Martin Fourcade war richtig sauer. Da wechselt sein Erfolgscoach Siegfried Mazet nach acht Jahren im französischen Team ausgerechnet zur großen Biathlonkonkurrenz nach Norwegen. 2016 geschah das, Fourcade musste sich bei Interviews sichtlich beherrschen – und gab am Ende der Saison mit seinem sechsten Gesamtweltcupsieg in Folge dann doch wieder die sportliche Antwort. In diesem Winter aber entfaltet die Arbeit seines Excoaches in Norwegen so richtig ihre Wirkung. Mit Johannes Thingnes Bø hat Fourcade einen Gegner bekommen, von dem der so stolze Franzose sagt: „Wenn Johannes keine Fehler macht, ist er unschlagbar. Dieser Mann ist im Moment einfach zu gut. Ich bin der erste vom Rest.“

Bø ist kein Unbekannter, der 24-Jährige zählte schon als Teenager zur Weltklasse, einzig die Konstanz fehlte ihm. Einem guten Rennen folgte in der Regel ein schlechtes. Nun aber wirkt der hochkomplizierte Biathlonsport bei ihm wie ein Kinderspiel, Mazet hat ihm zum Seriensieger geformt. Er ist schneller als Fourcade in der Loipe und auch am Schießstand, wirkt dort vor allem sicherer als der Franzose. Von acht Einzelrennen bisher gewann er fünf, ein Sieg ging an seinen älteren Bruder Tarjei Bø, die anderen beiden holte sich Fourcade.

Das Duell hebt das Level im Weltcup auf ein atemberaubendes Niveau. Und der einst unantastbare Fourcade spürt den Druck. In Hochfilzen kamen die beiden als Führende in der Verfolgung gleichzeitig zum letzten Schießen, der Franzose, der sonst gern selbst die Konkurrenz zu Fehlern provoziert, strauchelte, Bø ließ ihn nach einer unwiderstehlichen Serie einsam zurück. Just bei seinem Heimweltcup in Annecy musste sich Fourcade dem Rivalen in Sprint und Verfolgung beugen. Erst als Bø im abschließenden Massenstart zwei Schießfehler unterliefen, war er zur Stelle. „Was die Emotionen angeht, war es das vielleicht großartigste Rennen meines Lebens“, meinte der 29-Jährige.

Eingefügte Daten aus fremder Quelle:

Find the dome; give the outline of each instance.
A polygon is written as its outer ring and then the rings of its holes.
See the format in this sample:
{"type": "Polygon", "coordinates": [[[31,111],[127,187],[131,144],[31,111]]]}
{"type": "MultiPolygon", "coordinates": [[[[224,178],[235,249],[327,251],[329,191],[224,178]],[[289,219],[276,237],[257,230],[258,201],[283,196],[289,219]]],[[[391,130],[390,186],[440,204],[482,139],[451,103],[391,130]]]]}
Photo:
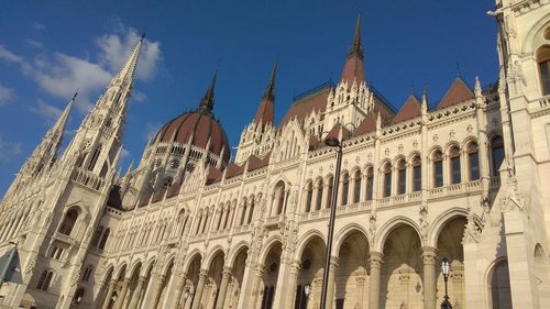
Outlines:
{"type": "Polygon", "coordinates": [[[185,112],[166,123],[156,134],[157,143],[187,144],[206,148],[210,140],[209,152],[219,155],[223,162],[229,161],[229,142],[221,124],[209,112],[201,110],[185,112]],[[223,154],[221,153],[223,151],[223,154]]]}
{"type": "Polygon", "coordinates": [[[156,143],[187,144],[191,139],[191,145],[206,150],[210,141],[207,151],[220,156],[222,162],[229,162],[228,137],[221,124],[212,115],[216,76],[199,108],[193,112],[184,112],[161,128],[155,137],[156,143]]]}

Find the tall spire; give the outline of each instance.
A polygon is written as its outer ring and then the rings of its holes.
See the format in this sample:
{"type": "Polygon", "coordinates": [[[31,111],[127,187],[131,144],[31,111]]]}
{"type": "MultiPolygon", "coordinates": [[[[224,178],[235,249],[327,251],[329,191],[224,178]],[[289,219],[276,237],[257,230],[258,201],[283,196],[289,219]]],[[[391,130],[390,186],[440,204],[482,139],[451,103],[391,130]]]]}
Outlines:
{"type": "Polygon", "coordinates": [[[210,87],[208,87],[205,97],[200,100],[199,111],[205,113],[211,113],[213,109],[213,89],[216,87],[216,78],[218,78],[218,71],[213,74],[212,81],[210,81],[210,87]]]}
{"type": "Polygon", "coordinates": [[[361,15],[358,15],[358,22],[355,23],[355,35],[353,35],[353,43],[350,46],[350,53],[348,57],[358,56],[363,59],[363,47],[361,46],[361,15]]]}
{"type": "Polygon", "coordinates": [[[143,45],[144,40],[145,40],[145,34],[143,34],[140,41],[138,41],[132,51],[132,54],[130,55],[122,69],[119,71],[119,74],[117,74],[113,77],[111,85],[122,84],[123,81],[132,82],[133,76],[135,74],[135,68],[138,66],[138,58],[140,57],[141,47],[143,45]]]}
{"type": "Polygon", "coordinates": [[[270,84],[265,88],[263,99],[275,100],[275,76],[277,75],[277,63],[273,66],[270,84]]]}

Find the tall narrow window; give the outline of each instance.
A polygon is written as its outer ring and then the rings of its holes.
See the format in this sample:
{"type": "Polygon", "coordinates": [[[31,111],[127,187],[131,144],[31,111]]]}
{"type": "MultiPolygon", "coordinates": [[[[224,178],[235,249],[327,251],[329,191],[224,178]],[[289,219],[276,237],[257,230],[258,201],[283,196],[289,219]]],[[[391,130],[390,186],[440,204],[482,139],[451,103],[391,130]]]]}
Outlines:
{"type": "Polygon", "coordinates": [[[498,169],[504,161],[503,137],[497,135],[491,141],[491,156],[493,157],[493,175],[498,175],[498,169]]]}
{"type": "Polygon", "coordinates": [[[361,172],[355,170],[353,176],[353,202],[359,202],[361,198],[361,172]]]}
{"type": "Polygon", "coordinates": [[[397,194],[404,195],[407,186],[407,168],[405,161],[400,159],[397,163],[397,194]]]}
{"type": "Polygon", "coordinates": [[[62,225],[59,227],[59,233],[70,235],[77,218],[78,212],[75,209],[67,211],[67,213],[65,213],[65,219],[63,219],[62,225]]]}
{"type": "Polygon", "coordinates": [[[422,188],[422,159],[420,156],[413,158],[413,191],[419,191],[422,188]]]}
{"type": "Polygon", "coordinates": [[[349,190],[350,190],[350,176],[348,175],[348,173],[345,173],[344,175],[342,175],[342,206],[343,205],[348,205],[348,194],[349,194],[349,190]]]}
{"type": "Polygon", "coordinates": [[[311,181],[309,181],[307,185],[307,192],[306,192],[306,212],[311,211],[312,198],[314,198],[314,188],[311,186],[311,181]]]}
{"type": "Polygon", "coordinates": [[[550,95],[550,47],[543,46],[537,51],[537,62],[540,70],[542,95],[550,95]]]}
{"type": "Polygon", "coordinates": [[[326,208],[330,208],[330,205],[331,205],[331,200],[332,200],[332,185],[333,185],[334,180],[331,177],[329,177],[329,179],[327,179],[327,201],[326,201],[326,208]]]}
{"type": "Polygon", "coordinates": [[[443,186],[443,154],[441,151],[433,153],[433,187],[443,186]]]}
{"type": "Polygon", "coordinates": [[[470,180],[480,179],[480,156],[477,155],[477,144],[470,143],[468,145],[468,163],[470,167],[470,180]]]}
{"type": "Polygon", "coordinates": [[[460,184],[460,151],[458,147],[452,147],[449,152],[451,161],[451,184],[460,184]]]}
{"type": "Polygon", "coordinates": [[[366,169],[366,200],[373,199],[374,172],[372,167],[366,169]]]}
{"type": "Polygon", "coordinates": [[[317,201],[316,201],[316,206],[315,206],[316,210],[321,210],[323,187],[324,187],[324,184],[322,183],[322,179],[317,181],[317,201]]]}
{"type": "Polygon", "coordinates": [[[387,163],[384,166],[384,197],[392,195],[392,165],[387,163]]]}

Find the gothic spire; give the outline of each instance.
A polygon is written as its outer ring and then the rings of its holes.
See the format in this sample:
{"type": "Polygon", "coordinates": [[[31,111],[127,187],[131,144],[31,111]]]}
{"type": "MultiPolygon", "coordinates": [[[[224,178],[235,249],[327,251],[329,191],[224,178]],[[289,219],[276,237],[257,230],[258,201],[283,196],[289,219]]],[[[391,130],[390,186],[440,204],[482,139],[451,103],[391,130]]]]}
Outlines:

Im selben Alter, als Fourcade seine Ära begründet hat, schwingt sich nun Bø zum Dominator auf. „Ich bin über meine Form wirklich überrascht“, meint der locker und unbeschwert wirkende Skandinavier, der auch mit Gabriela Koukalova, dem großen Star des Damenbiathlons, bei der Pressekonferenz flirtet, wenn sich die Gelegenheit ergibt. Während Fourcade nur allzu gern kämpferisch die Faust ins Publikum reckt, hat Bø nach seinem vierten fehlerfreien Schießen in der Verfolgung von Annecy seinem Trainer Mazet eine Kusshand zugeworfen, dann eilte er zum vierten Sieg in Serie.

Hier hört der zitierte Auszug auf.